(And then the rains came -- and came and came! The Upcountry of Sri Lanka had further to fall than the lowlands of the Negev -- though it was not even the second time the ground didn't stay put under Bob's feet -- for him, even the Flood's twice -- Hūm)
Ella -- January '86
For days we were in very thick cloud much of the time, raining almost continuously, atleast as a drizzle, swept by winds. As a result the parapet wall which fronts the verandah became increasingly drenched. Now, on this wall are 3 posts which support that part of the roof which covers the verandah and cantilevers several feet in front of the parapet. About 9:30 at night this parapet collapsed, in part, taking with it two of the posts which were holding up the front of the roof, causing that half of the front of the roof to tilt at a strong angle. I made an effort to shore up the beam but found this impossible. In fact, a support was torn from my hands as one of the cross-beams cracked. The inside was unaffected, and I contemplated staying the night there, moving over to the half of the room that was away from the tilted roof, but when another roof beam cracked I thought that although I might make a bed, and I might lie in it, it was unlikely I would sleep in it.

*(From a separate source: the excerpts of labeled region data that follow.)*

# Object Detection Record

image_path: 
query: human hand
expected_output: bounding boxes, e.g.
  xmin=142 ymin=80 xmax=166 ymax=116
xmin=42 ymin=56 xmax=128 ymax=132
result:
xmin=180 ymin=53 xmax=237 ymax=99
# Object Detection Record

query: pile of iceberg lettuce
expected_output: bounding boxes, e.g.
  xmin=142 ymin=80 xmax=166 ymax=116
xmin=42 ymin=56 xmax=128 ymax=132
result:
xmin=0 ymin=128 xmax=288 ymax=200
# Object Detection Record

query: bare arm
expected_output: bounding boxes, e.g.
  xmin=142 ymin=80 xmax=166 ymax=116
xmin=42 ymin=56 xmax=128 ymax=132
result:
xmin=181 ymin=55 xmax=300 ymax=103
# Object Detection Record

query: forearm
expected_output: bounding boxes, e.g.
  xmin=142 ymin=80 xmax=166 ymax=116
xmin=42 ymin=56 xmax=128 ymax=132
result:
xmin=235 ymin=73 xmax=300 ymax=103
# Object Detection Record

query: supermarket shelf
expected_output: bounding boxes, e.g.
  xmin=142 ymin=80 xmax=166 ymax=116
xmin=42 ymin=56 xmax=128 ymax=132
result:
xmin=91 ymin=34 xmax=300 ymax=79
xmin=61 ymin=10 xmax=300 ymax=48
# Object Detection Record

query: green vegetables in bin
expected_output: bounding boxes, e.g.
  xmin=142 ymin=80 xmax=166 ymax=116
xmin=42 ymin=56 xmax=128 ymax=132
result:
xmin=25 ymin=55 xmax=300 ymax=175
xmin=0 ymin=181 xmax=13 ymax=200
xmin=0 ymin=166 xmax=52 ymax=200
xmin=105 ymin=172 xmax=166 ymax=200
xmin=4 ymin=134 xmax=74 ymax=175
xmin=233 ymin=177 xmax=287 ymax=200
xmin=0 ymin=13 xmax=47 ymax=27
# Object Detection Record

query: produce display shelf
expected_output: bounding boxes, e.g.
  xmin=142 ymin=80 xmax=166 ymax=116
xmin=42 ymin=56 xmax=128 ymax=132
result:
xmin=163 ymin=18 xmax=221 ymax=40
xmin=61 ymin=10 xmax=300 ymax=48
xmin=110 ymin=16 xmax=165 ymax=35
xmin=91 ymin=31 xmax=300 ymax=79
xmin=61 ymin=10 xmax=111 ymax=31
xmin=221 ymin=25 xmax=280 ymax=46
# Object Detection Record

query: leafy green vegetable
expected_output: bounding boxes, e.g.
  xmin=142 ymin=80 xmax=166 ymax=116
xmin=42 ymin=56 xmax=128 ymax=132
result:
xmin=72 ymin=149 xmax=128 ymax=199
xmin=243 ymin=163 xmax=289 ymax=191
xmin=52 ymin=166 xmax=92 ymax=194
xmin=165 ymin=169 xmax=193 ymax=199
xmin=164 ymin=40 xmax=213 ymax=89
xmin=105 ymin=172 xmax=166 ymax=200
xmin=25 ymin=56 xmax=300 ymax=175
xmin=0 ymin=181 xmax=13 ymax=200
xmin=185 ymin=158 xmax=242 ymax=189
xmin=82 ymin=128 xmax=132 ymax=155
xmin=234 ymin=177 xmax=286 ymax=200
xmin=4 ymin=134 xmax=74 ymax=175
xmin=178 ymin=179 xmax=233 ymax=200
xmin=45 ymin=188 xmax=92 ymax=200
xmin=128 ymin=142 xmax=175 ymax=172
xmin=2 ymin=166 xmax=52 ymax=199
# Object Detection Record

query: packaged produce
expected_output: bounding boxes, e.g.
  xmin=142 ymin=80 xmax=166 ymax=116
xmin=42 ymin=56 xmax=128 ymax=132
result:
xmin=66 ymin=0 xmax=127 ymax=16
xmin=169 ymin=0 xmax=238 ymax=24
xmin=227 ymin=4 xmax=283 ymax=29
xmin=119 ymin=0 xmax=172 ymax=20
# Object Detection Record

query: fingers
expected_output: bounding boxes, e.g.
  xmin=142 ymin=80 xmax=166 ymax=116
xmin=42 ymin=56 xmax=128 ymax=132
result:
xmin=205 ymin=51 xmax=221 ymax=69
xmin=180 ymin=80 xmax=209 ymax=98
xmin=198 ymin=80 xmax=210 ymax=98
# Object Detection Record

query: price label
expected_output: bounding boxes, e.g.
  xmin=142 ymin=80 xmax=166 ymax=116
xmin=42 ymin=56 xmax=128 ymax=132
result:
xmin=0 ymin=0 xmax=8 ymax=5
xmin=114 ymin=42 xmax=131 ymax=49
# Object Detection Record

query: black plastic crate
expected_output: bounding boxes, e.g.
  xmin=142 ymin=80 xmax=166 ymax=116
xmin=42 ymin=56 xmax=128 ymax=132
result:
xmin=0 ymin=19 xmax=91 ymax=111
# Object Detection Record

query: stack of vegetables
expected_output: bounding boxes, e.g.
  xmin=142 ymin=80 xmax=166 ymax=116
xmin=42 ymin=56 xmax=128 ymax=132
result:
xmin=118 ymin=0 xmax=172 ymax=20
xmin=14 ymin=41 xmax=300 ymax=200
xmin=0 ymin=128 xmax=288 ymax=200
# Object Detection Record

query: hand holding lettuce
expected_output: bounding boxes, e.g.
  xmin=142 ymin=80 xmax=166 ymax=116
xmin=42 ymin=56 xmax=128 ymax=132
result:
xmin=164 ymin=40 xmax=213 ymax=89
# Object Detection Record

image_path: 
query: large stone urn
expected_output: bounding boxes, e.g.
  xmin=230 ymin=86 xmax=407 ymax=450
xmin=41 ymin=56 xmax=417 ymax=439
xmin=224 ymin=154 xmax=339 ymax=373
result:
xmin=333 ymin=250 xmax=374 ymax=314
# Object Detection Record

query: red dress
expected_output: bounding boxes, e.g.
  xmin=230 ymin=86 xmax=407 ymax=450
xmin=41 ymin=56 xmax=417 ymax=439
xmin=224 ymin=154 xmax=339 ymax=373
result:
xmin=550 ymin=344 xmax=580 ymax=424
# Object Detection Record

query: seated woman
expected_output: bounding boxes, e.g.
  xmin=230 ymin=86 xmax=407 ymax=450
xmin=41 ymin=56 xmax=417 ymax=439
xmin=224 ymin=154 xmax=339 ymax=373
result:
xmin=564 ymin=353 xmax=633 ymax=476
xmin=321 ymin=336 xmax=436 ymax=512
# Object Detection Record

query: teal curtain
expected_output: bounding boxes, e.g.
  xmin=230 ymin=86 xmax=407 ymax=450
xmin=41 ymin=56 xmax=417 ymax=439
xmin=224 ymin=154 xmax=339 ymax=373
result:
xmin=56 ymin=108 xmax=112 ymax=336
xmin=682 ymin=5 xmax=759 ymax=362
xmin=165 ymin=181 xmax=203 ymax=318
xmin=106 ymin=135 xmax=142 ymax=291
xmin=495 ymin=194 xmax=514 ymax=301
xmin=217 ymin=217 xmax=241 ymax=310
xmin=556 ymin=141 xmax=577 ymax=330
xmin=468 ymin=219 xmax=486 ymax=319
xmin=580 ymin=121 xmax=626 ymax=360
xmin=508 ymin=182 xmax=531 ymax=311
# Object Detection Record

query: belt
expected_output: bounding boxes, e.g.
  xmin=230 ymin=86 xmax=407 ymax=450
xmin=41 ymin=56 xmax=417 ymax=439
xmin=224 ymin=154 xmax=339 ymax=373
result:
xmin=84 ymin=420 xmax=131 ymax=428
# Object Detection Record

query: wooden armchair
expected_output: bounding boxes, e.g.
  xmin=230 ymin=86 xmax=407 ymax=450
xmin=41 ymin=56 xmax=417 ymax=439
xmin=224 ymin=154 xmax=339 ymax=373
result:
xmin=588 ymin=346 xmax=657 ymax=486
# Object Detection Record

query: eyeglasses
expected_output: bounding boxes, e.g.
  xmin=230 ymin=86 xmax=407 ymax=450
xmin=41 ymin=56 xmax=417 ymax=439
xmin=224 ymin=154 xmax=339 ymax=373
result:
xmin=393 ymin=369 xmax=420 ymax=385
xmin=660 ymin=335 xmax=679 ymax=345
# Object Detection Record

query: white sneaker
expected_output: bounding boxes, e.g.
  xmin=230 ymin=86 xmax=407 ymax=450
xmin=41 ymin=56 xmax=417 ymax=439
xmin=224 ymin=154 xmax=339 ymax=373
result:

So I grabbed a bag, stuffed with a few things, donned a poncho, took the lantern, and was about to leave -- when I was delayed by two hours. First I discovered that a mouse and her pups had taken up their domicile in my bag. Perhaps to distract me from her sleepy pups not inclined to move, she jumped out and darted around the room until I finally caught her under my alms bowl. I took her and the pups a decent distance from the cottage and let them find a new home. When I came back and opened the door, a kind of robin, a black robin, flew inside. There was no catching her, except by giving up. I left the door open and she finally flew out. I heard several roof tiles fall off the roof. They're quite heavy and could be dangerous. The whole house seemed ready to collapse. Even walking into a storm at night seemed a safer place to be.
The gully by the bus road was in half flood, but I was able to leap it, and then went to my nearest neighbors, about 200 yards away, but it seemed they had already left their house -- a brand new and well -- constructed building -- for the schoolhouse, since they thought it was safer. However, my next nearest neighbors were in and they gave me shelter. Their house is tile-roofed from the front to the peak, but shingle and thatch-roofed down to the back -- they are not well-off and probably haven't yet been able to afford the additional tiles -- and the back half of their house dripped into numerous pots and pans through the night.
About 5 AM the rain became torrential for an hour or so, and at first light I could see the gullies -- not the little one I have to cross to the road but the much bigger ones that run year around -- in a raging torrent that reminded me of the flooded wadi mt Ein Gedi in '65, though the Ein Gedi flood was far more substantial since it was at the bottom of the riverbed systems rather than well up the mountain. You might think that since we have passed the winter solstice that sunrise would be coming earlier each day, but repeated observations through the years convinces me that in fact the sun continues to rise ever later until late January or so, and if the days do truly become longer (and it's not just a scientific hoax) that it must be due to the later sunset. Therefore it didn't get light until after 6, and then, once the gully to my place receded enough to be negotiable, we were able to survey the damage by light.
Of course, I hadn't known, as I lay awake much of the night, what I would find in the morning -- complete devastation or no further damage -- but it turned out between the two extremes. From the front wall forward every tile had fallen to the ground, many broken, and the third front roof support had collapsed, and he whole front part of the roof tilted down, lacking support. But without tiles it was no longer so very heavy and therefore the roof over the room held firm aside from a few tiles which were out of place, perhaps due to the roof tilting forward, dropping a load of tiles, and then resettling.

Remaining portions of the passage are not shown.